Sun, Jul 21, 2002 - Page 2 News List

Defense analysts call for greater military deterrent

CROSS-STRAIT TENSION Military strategists say Taiwan should improve its offensive capabilities so that China would be forced to think twice before striking the nation

By Monique Chu  /  STAFF REPORTER

Taiwan needs to boost its military capabilities in order to deter China from attacking and should purchase more advanced weapons from overseas, defense experts warned yesterday.

"Taiwan should enhance its deterrence capabilities -- including a certain level of offensive abilities to reach China's coast -- so as to make China think twice before launching any attack on Taiwan," said Lin Wen-cheng (林文程), dean of the Institute of Mainland China Studies at National Sun Yat-sen University.

Lin, speaking at a seminar on China's military development and cross-strait relations held by the Taiwan Research Institute think tank yesterday, said experts here and abroad agree on the need for this capability, adding a recent Pentagon report lends weight to the argument.

The recently released Pentagon report on China's military power concluded that Beijing's military modernization programs were targeted at hitting Taiwan in a surprise attack in order to force Taipei to capitulate and deal on China's terms short of an all-out invasion.

The report has been perceived by some analysts as a reflection of the US administration's intention to cement military ties with Taiwan and to boost sales of military hardware to the nation.

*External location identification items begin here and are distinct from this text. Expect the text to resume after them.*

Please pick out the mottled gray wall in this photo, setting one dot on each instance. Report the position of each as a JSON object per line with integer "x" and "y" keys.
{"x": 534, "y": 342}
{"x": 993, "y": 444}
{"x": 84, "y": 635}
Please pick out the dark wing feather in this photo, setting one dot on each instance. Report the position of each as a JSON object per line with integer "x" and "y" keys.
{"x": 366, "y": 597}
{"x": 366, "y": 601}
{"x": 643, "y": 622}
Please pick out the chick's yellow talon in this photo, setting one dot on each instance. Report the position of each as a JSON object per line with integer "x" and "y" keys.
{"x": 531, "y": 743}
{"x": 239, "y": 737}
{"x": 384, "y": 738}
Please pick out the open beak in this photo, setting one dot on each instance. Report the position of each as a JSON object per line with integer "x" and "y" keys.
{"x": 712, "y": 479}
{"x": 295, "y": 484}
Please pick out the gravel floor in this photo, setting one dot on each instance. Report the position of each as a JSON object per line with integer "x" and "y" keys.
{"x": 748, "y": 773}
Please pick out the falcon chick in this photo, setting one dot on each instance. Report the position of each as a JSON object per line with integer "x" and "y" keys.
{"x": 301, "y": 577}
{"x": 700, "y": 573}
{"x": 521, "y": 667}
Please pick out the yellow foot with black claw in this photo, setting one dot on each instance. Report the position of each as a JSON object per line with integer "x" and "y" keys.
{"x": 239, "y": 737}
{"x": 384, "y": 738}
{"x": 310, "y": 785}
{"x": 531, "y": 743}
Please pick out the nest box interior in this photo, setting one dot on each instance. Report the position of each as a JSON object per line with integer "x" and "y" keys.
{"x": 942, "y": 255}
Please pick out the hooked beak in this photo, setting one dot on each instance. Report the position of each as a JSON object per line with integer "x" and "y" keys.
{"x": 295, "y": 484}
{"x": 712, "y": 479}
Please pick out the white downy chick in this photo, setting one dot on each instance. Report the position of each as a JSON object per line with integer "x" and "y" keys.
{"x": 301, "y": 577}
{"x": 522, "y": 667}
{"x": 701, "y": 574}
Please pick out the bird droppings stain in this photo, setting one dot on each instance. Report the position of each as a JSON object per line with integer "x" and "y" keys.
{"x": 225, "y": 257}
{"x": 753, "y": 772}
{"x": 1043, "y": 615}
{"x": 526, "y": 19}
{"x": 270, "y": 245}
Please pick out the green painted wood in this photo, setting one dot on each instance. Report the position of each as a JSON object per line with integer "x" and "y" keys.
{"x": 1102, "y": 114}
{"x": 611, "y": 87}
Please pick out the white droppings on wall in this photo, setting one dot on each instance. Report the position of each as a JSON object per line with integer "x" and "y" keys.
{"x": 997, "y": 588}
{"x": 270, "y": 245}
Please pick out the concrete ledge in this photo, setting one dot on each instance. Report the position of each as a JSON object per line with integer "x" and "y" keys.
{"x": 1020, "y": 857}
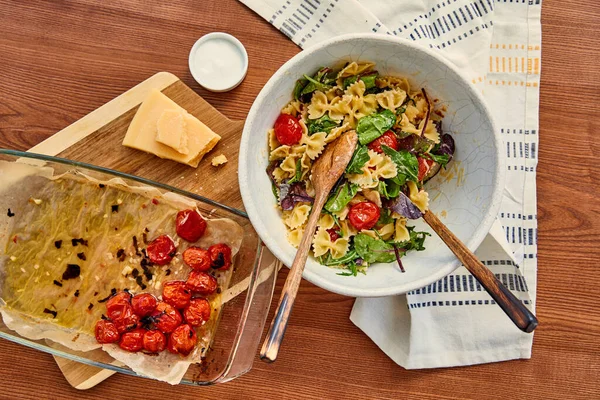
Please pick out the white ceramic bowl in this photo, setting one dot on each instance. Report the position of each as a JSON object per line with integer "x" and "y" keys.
{"x": 468, "y": 207}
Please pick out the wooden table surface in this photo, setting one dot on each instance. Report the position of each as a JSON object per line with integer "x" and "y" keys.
{"x": 59, "y": 60}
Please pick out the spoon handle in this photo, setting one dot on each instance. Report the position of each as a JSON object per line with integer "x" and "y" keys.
{"x": 272, "y": 342}
{"x": 513, "y": 307}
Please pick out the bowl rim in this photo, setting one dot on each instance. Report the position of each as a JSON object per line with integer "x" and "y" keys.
{"x": 254, "y": 215}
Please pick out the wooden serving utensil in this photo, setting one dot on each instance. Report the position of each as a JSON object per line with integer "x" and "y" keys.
{"x": 326, "y": 171}
{"x": 513, "y": 307}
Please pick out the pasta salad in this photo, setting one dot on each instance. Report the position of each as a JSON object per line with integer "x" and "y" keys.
{"x": 401, "y": 146}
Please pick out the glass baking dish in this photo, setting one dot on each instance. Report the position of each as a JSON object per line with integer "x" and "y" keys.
{"x": 245, "y": 303}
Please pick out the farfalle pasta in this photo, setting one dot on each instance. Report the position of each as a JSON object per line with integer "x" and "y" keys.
{"x": 401, "y": 146}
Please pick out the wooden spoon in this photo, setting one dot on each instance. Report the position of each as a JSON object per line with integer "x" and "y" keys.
{"x": 326, "y": 171}
{"x": 513, "y": 307}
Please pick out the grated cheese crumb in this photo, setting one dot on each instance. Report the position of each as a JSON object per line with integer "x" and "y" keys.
{"x": 218, "y": 160}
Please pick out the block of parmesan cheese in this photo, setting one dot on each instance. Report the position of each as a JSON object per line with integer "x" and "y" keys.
{"x": 171, "y": 130}
{"x": 143, "y": 131}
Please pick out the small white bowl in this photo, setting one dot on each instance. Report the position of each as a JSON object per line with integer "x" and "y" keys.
{"x": 467, "y": 206}
{"x": 218, "y": 61}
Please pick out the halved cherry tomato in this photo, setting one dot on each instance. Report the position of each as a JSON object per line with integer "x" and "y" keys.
{"x": 133, "y": 340}
{"x": 197, "y": 258}
{"x": 143, "y": 304}
{"x": 176, "y": 294}
{"x": 220, "y": 256}
{"x": 287, "y": 130}
{"x": 154, "y": 341}
{"x": 190, "y": 225}
{"x": 182, "y": 340}
{"x": 166, "y": 317}
{"x": 202, "y": 283}
{"x": 389, "y": 139}
{"x": 198, "y": 312}
{"x": 161, "y": 250}
{"x": 106, "y": 332}
{"x": 364, "y": 215}
{"x": 424, "y": 167}
{"x": 333, "y": 234}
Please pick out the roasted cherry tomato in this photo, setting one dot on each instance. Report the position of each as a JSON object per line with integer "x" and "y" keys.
{"x": 161, "y": 250}
{"x": 389, "y": 139}
{"x": 288, "y": 130}
{"x": 198, "y": 312}
{"x": 143, "y": 304}
{"x": 424, "y": 167}
{"x": 177, "y": 294}
{"x": 190, "y": 225}
{"x": 202, "y": 283}
{"x": 220, "y": 256}
{"x": 154, "y": 341}
{"x": 133, "y": 340}
{"x": 166, "y": 317}
{"x": 182, "y": 340}
{"x": 197, "y": 258}
{"x": 364, "y": 215}
{"x": 333, "y": 234}
{"x": 106, "y": 332}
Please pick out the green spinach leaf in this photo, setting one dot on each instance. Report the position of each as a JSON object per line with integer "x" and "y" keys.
{"x": 373, "y": 250}
{"x": 358, "y": 160}
{"x": 406, "y": 164}
{"x": 338, "y": 200}
{"x": 323, "y": 124}
{"x": 372, "y": 126}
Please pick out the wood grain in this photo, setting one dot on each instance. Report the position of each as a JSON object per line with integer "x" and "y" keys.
{"x": 513, "y": 307}
{"x": 60, "y": 60}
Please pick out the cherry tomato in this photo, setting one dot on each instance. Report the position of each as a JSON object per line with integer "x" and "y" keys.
{"x": 190, "y": 225}
{"x": 143, "y": 304}
{"x": 364, "y": 215}
{"x": 161, "y": 250}
{"x": 333, "y": 234}
{"x": 197, "y": 258}
{"x": 389, "y": 139}
{"x": 198, "y": 312}
{"x": 220, "y": 256}
{"x": 182, "y": 340}
{"x": 176, "y": 294}
{"x": 133, "y": 340}
{"x": 106, "y": 332}
{"x": 154, "y": 341}
{"x": 127, "y": 321}
{"x": 288, "y": 130}
{"x": 202, "y": 283}
{"x": 424, "y": 166}
{"x": 166, "y": 318}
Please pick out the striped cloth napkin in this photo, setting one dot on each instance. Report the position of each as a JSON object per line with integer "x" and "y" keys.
{"x": 497, "y": 45}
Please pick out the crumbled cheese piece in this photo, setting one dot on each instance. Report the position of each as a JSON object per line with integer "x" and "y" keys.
{"x": 126, "y": 270}
{"x": 218, "y": 160}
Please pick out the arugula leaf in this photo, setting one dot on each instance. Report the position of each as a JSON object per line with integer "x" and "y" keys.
{"x": 323, "y": 124}
{"x": 406, "y": 163}
{"x": 372, "y": 126}
{"x": 298, "y": 175}
{"x": 299, "y": 87}
{"x": 358, "y": 160}
{"x": 389, "y": 189}
{"x": 441, "y": 159}
{"x": 341, "y": 197}
{"x": 373, "y": 250}
{"x": 328, "y": 260}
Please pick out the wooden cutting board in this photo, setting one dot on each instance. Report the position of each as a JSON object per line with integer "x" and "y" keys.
{"x": 96, "y": 139}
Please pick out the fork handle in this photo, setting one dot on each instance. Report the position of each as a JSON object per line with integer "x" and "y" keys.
{"x": 513, "y": 307}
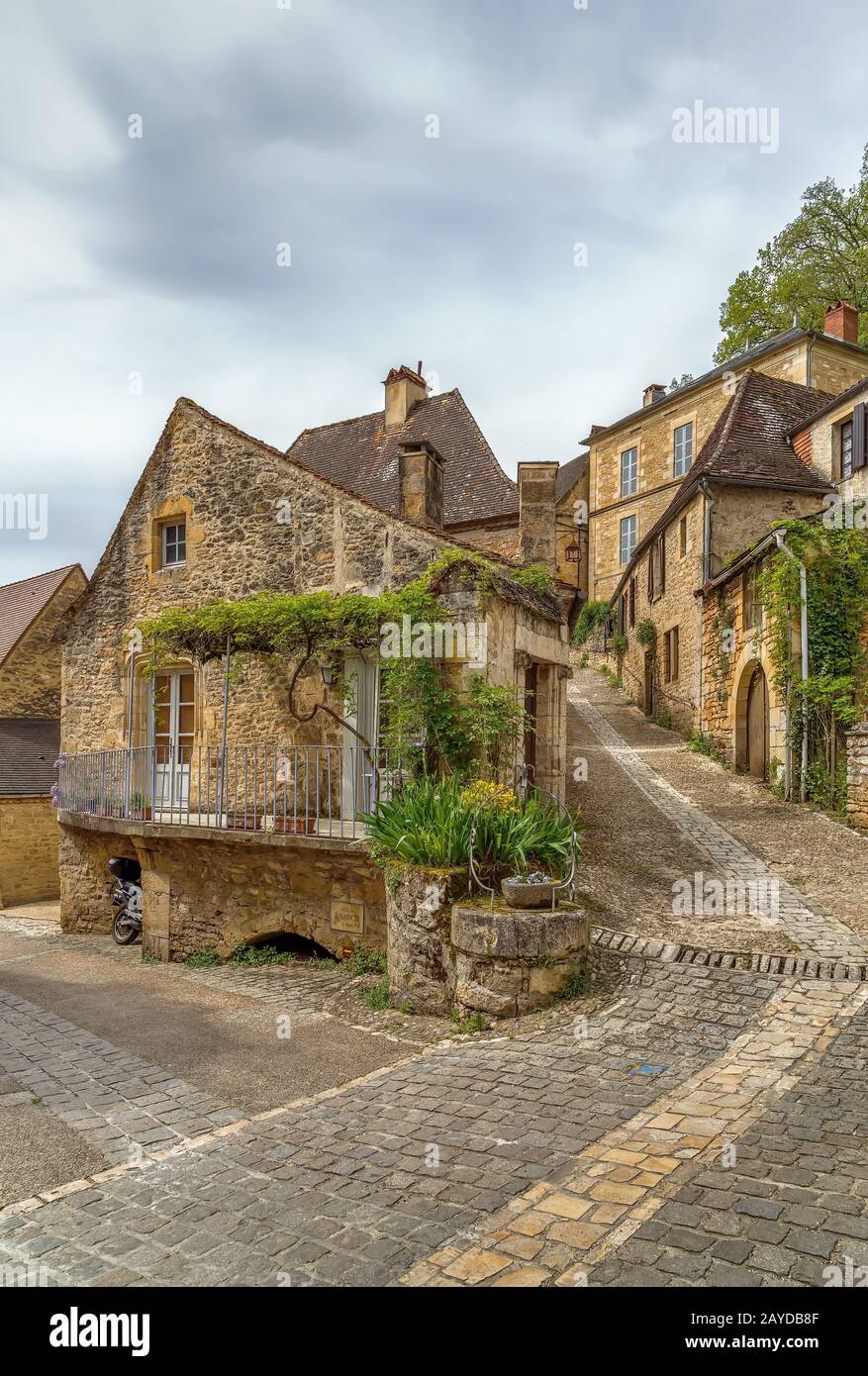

"To obtain offensive weapon systems is to increase China's calculated cost of triggering a war against us. ... Although Taipei has confronted severe difficulties in purchasing these weapons, it is not completely impossible for Taiwan to get some," Lin said, referring to the US agreement last year to sell eight diesel submarines to Taiwan.

Military experts have viewed the future inclusion of the submarines into Taiwan's navy as instrumental in maintaining the military balance in the Taiwan Strait.

"If we don't beef up our efforts to enhance our military capabilities, we run the risk of losing ... air and sea superiority over China, which many experts predict may begin tilting in China's favor by 2005 or 2007," Lin said.

Based on talks with his counterparts in the US, Lin said some of his American friends have expressed misgivings about what they perceive as the dwindling sense of crisis among the Taiwanese government in facing the military threat from China.

"Taiwan's annual defense budget, which accounts for less than 3 percent of the nation's GDP, has made the Americans suspect that Taiwan's sense of crisis is decreasing," Lin said.

According to defense expert Chen Wen-cheng (陳文政), the Ministry of National Defense's proposed budget for the 2003 fiscal year accounted for 2.3 percent of GDP and 16.4 percent of the total government budget.

But adding to Taiwan's military hardware is not enough, as Taiwanese should enhance their sense of crisis in facing military threats from Beijing, analysts cautioned.

Taiwan should also endeavor to improve its civil defense capabilities and harden psychological defenses among its people, Lin said.

"But so far our civil defense has been carried out rather perfunctorily," Lin added.

Tsai Ming-yen (蔡明彥), associate research fellow of strategic and international studies at the Taiwan Research Institute, echoed Lin's view.

"Facing the likely scenario of a surprise strike from China, the most important task is for Taiwan to carry out the `national defense by all the people,'" Tsai stressed in a paper released at the seminar.